Nick Lanyi, Editor of High-Yield International, finds a stock benefiting from the robust economy of Brazil…

CPFL Energia SA ADS (NYSE: CPL) is a Brazilian electric utility that has performed exceedingly well in the face of the US-driven market meltdown. Since I recommended the stock in early January, it's up nearly 30%, when you include dividends.

Brazil has been one of the world's most robust economies and stock markets (the Brazilian economy grew at 5.8% in the first quarter and its stock exchange, the Bovespa, has gained 29% in the past year—Editor) this year, and economists expect strong growth to continue. As the country's largest private electricity provider, CPFL is reaping the rewards of steadily increasing demand for power. Electricity usage is expected to grow about 5.5% annually over the next several years, according to the Brazilian government.

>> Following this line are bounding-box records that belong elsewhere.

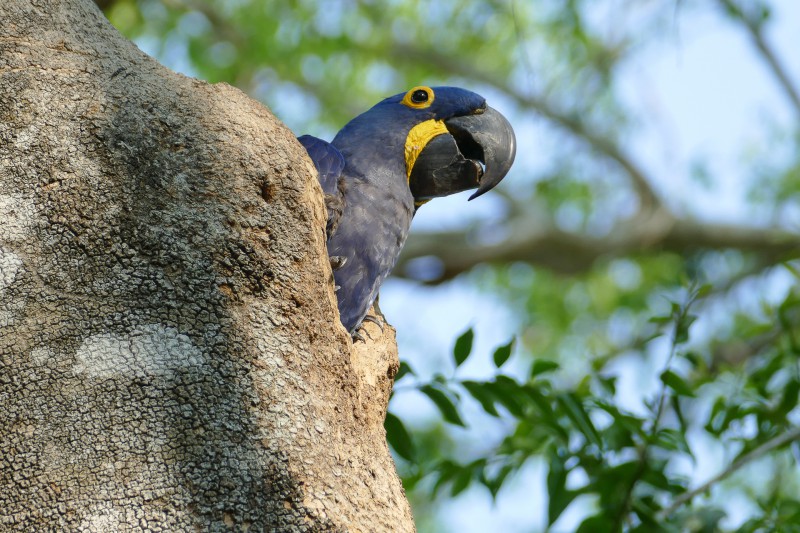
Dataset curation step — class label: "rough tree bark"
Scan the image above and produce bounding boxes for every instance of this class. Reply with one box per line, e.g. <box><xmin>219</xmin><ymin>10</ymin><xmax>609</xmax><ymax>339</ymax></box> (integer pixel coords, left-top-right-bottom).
<box><xmin>0</xmin><ymin>0</ymin><xmax>413</xmax><ymax>532</ymax></box>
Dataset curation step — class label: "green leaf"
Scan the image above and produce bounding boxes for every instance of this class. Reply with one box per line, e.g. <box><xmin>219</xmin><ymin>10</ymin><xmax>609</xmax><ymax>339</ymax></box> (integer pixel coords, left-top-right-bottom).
<box><xmin>383</xmin><ymin>412</ymin><xmax>415</xmax><ymax>461</ymax></box>
<box><xmin>461</xmin><ymin>380</ymin><xmax>500</xmax><ymax>417</ymax></box>
<box><xmin>576</xmin><ymin>514</ymin><xmax>614</xmax><ymax>533</ymax></box>
<box><xmin>661</xmin><ymin>369</ymin><xmax>695</xmax><ymax>398</ymax></box>
<box><xmin>419</xmin><ymin>385</ymin><xmax>466</xmax><ymax>427</ymax></box>
<box><xmin>453</xmin><ymin>328</ymin><xmax>475</xmax><ymax>367</ymax></box>
<box><xmin>450</xmin><ymin>467</ymin><xmax>472</xmax><ymax>497</ymax></box>
<box><xmin>655</xmin><ymin>428</ymin><xmax>692</xmax><ymax>455</ymax></box>
<box><xmin>547</xmin><ymin>456</ymin><xmax>578</xmax><ymax>526</ymax></box>
<box><xmin>492</xmin><ymin>339</ymin><xmax>514</xmax><ymax>368</ymax></box>
<box><xmin>674</xmin><ymin>314</ymin><xmax>697</xmax><ymax>344</ymax></box>
<box><xmin>531</xmin><ymin>359</ymin><xmax>561</xmax><ymax>378</ymax></box>
<box><xmin>557</xmin><ymin>393</ymin><xmax>603</xmax><ymax>450</ymax></box>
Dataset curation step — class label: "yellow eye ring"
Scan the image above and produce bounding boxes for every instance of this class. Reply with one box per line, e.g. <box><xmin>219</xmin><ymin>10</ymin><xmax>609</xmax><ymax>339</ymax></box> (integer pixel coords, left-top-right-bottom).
<box><xmin>400</xmin><ymin>85</ymin><xmax>434</xmax><ymax>109</ymax></box>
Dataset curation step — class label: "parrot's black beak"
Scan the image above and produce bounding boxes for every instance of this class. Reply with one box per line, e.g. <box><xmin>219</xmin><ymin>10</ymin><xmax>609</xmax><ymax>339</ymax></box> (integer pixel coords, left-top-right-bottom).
<box><xmin>409</xmin><ymin>107</ymin><xmax>517</xmax><ymax>201</ymax></box>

Not surprisingly, the company has had to make significant capital investments to expand its generation capacity—with plans to invest about $3 billion over the next three years. Most recently, CPFL Energia announced construction of four hydroelectric plants in the state of Rio Grande do Sul, to be completed over the next 30 months. And unlike many companies that invest heavily in plants and equipment, CPFL is doing so with a high level of confidence about the continued trajectory of Brazilian power demand.

To fund these investments, CPFL Energia has a strong balance sheet and excellent cash flows ($526.4 million in cash and $1.2 billion operating cash flow, as of December 31, 2007—Editor). Although the Brazilian utility regulators recently lowered utility rates, they did so because rapidly expanding revenues had increased the utilities' profit margins through economies of scale.

With excellent growth prospects, steady cash flow from its regulated utility operations, faster growth prospects from unregulated power-generation sales, a respected management team, and a strong balance sheet, CPFL would be a good long-term holding even without its 7.8% dividend yield.

Given that the Brazilian real is likely to continue to rise versus the US dollar—boosting the value of CPFL shares and dividends for American investors—the stock remains an excellent choice even though it has risen significantly over the past few months. (Its ADRs closed Monday at $69.95—Editor.)